His next project is Exit Marrakech, for which he reunited with Caroline Link for a second time. “Caroline has always been preoccupied with family and relationships and she decided this time to focus on a father-son relationship. There was a feeling that the film shouldn’t be set in Germany or Europe, but more in an exceptional situation, so we went off to Morocco for a two-week trip. We didn’t have any story, just the idea of a father and son on a journey together. This was also a different kind of working because we weren’t adapting an existing book. Instead, we had an original story focusing on a specific idea.”

Exit Marrakech – which stars Samuel Schneider as the son pitted against his theatre director father played by Ulrich Tukur – will be released later in 2013 by Studiocanal in Germany.

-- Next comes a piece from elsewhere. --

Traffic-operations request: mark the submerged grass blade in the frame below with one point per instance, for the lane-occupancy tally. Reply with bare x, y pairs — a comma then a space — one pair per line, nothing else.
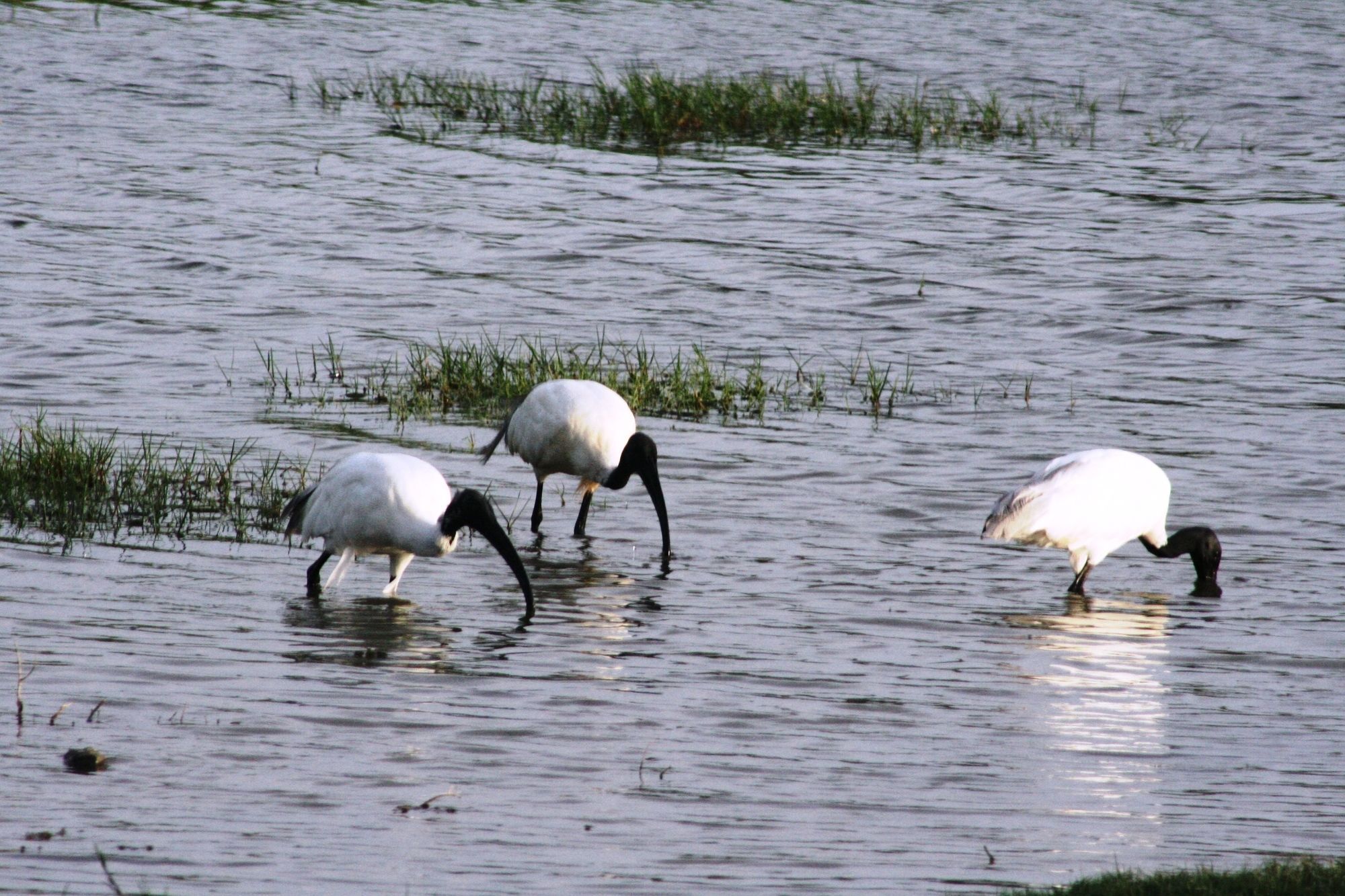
81, 485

Looking ahead, Africa is not likely to feature in Herrmann’s next feature film project which he currently has in development about the life of the dancer and resistance fighter Sylvin Rubinstein. In fact, he had already visited the subject matter when he produced a documentary about Rubinstein entitled Er tanzte das Leben by Marian czura and Kuno Kruse in 2003. Kruse was also the author of a book published in 2000, Dolores & Imperio. Die drei Leben des Sylvin Rubinstein. Rubinstein was an international star in the music halls of the 30s with his twin sister as the flamenco act ’Imperio y Dolores’ until the Nazi occupation in Poland tore them apart. Then, after the war, Sylvin became a flamenco star dressed as Dolores preserving the memory of his sister who perished in the holocaust.